Miss Bala stars Stephanie Sigman as a young woman from Tijuana who goes to the wrong nightclub and gets played as a pawn in a war between drug runners and government agents. The movie flirts with exploitation throughout, yet the way it handles costuming is a testimony to its feminist credentials (Anna Terrazas has costume design credit). Laura, Sigman’s character, rarely gets to choose what she wears. From the organizers of the beauty contest she enters to the cartel leader who kidnaps her to the general who sees her as his prize, she’s constantly being shoved into one outfit or another. Tellingly, though she enters that pageant willingly, unlike the other contestants she doesn’t change into her audition dress until the very last minute.

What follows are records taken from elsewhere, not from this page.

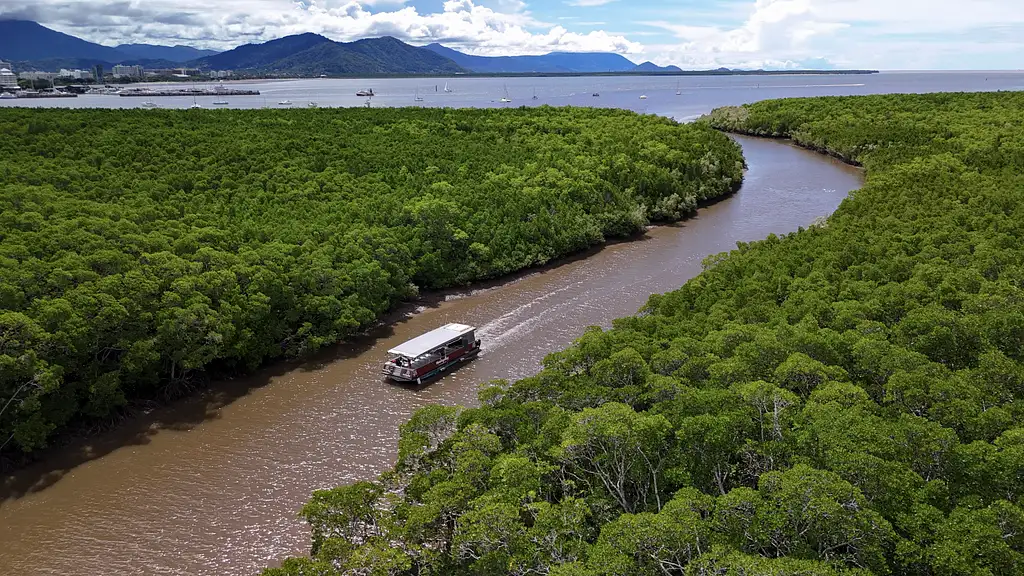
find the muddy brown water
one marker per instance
(211, 485)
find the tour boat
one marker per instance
(429, 355)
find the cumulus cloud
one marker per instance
(884, 34)
(505, 28)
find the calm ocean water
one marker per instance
(698, 93)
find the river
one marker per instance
(211, 485)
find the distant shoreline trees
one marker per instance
(844, 400)
(140, 250)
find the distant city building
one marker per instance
(75, 74)
(48, 76)
(7, 78)
(121, 71)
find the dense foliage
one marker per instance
(139, 248)
(839, 401)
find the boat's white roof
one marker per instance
(426, 342)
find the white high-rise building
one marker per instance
(76, 74)
(48, 76)
(7, 78)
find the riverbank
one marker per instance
(242, 251)
(871, 369)
(211, 484)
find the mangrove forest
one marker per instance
(839, 401)
(142, 252)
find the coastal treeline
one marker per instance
(142, 250)
(840, 401)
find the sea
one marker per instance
(681, 97)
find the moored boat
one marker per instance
(429, 355)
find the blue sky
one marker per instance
(692, 34)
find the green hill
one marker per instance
(311, 54)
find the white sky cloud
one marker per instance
(884, 34)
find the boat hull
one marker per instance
(433, 371)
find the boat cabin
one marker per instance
(427, 356)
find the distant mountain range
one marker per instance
(32, 46)
(651, 67)
(169, 53)
(36, 47)
(24, 40)
(552, 63)
(311, 54)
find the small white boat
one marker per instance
(430, 355)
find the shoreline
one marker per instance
(76, 447)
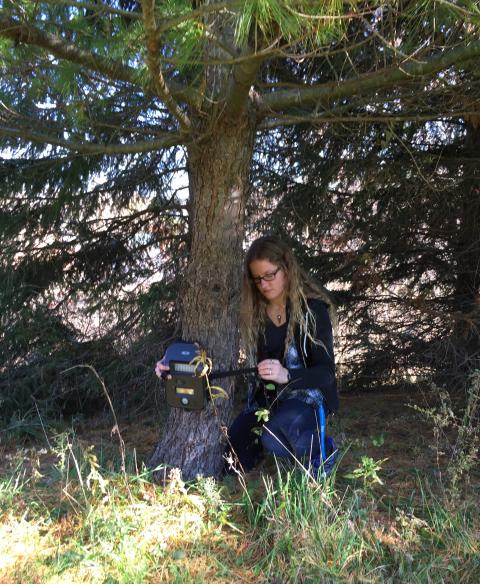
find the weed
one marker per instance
(457, 433)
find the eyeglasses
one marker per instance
(268, 277)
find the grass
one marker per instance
(70, 513)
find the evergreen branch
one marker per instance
(100, 8)
(357, 119)
(369, 82)
(20, 32)
(244, 76)
(167, 141)
(153, 53)
(199, 12)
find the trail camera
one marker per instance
(185, 389)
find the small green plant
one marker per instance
(378, 440)
(367, 472)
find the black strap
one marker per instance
(232, 372)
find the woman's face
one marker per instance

All of this suggests that Sigman is largely used as a model by the film, and indeed it’s a performance comprised of facial expressions more than dialogue delivery. Sigman still palpably conveys everything Laura is going through: her terror, anger, and disgust, all while projecting a stoic surface. When director and co-writer Gerardo Naranjo is not focused on Sigman’s face, he employs patient pans and uninterrupted tracking shots to create the sense of a neutral observer. And what the camera sees is a woman desperately negotiating her way through an abusive maze of men on both sides of the law. In Miss Bala, sexism doesn’t take sides, but is rather a harrowing, pervasive, dehumanizing force that even turns fashion into a weapon.